Delayed neurotoxic, late acute and cholinergic effects of S,S,S-tributyl phosphorotrithioate (DEF): subchronic (90 days) administration in hens.

Subchdronic administration of S,S,S-tributyl phosphorotrithioate (DEF) caused 3 toxicologic effects in hens, depending upon route of administration. Small delay oral doses (0.5--20 mg/kg) of DEF produced ataxia, which progressed to paralysis and death in some birds. Large daily oral doses (40 and 80 mg/kg) caused a 'late acute' effect 4 days after administration. The clinical signs of the late acute effect were identical to those produced by n-butyl mercaptan (nBM), a hydrolytic product of DEF, and were not relieved by atropine sulfate. The late acute effect of DEF overlapped with the clinical signs of delayed neurotoxicity. These hens died early, and while one hen showed histopathological lesions in peripheral nerves, another showed unequivocal lesions in the central nervous system.
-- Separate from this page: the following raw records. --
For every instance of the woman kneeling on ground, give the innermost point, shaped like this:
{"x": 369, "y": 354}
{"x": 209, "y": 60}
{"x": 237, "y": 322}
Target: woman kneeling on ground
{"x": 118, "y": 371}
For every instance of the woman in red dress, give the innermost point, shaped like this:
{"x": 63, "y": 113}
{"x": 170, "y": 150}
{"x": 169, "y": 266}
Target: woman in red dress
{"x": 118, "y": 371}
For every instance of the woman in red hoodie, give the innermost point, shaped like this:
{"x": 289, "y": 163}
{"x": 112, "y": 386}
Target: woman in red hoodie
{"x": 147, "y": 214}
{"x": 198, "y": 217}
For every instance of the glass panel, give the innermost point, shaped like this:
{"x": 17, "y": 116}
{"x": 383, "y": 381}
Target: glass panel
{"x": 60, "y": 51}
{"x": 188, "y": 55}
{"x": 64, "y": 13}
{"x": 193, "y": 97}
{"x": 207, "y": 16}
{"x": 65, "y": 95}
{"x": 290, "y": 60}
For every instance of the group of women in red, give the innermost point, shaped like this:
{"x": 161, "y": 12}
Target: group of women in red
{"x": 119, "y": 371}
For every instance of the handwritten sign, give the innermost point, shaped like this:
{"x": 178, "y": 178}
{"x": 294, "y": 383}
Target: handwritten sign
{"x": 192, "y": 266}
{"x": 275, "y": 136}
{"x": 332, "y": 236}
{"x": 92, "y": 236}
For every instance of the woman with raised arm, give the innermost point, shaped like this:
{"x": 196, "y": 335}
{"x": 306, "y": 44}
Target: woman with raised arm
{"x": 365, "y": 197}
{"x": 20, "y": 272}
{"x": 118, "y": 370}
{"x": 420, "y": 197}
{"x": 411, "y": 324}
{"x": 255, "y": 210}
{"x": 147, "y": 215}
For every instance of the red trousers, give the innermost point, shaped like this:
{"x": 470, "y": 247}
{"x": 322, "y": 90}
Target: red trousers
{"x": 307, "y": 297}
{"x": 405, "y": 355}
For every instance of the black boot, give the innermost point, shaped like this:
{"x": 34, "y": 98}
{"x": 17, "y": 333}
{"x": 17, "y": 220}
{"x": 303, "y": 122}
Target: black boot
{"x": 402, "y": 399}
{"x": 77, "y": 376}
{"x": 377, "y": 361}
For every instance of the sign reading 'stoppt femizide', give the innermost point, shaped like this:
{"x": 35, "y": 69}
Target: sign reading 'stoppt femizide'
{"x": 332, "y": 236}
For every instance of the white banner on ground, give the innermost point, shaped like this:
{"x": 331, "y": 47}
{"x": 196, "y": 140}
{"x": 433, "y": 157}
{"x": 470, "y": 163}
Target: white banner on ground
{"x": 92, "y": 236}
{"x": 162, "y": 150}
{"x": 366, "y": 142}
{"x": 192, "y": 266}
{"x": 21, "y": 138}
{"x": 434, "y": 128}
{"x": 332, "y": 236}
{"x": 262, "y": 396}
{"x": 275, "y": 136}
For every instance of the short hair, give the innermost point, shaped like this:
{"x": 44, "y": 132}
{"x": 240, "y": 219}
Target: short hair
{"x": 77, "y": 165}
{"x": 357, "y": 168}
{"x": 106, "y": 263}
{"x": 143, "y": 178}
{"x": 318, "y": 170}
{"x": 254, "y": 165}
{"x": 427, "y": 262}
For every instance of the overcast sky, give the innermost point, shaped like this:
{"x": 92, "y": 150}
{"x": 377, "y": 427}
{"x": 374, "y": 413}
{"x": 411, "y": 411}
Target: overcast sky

Topical application of daily doses of DEF consistently produced delayed neurotoxicity in the absence of late acute poisonining and was characterized by degeneration of the central and peripheral nerve tissues. Orally administered DEF was rapidly metabolized in the gastrointestinal tract to nBM, which apparently caused the late acute toxic effect. Topically administered DEF, which was not subjected to gastrointestinal tract hydrolysis, caused delayed neurotoxicity but did not produce a late acute effect.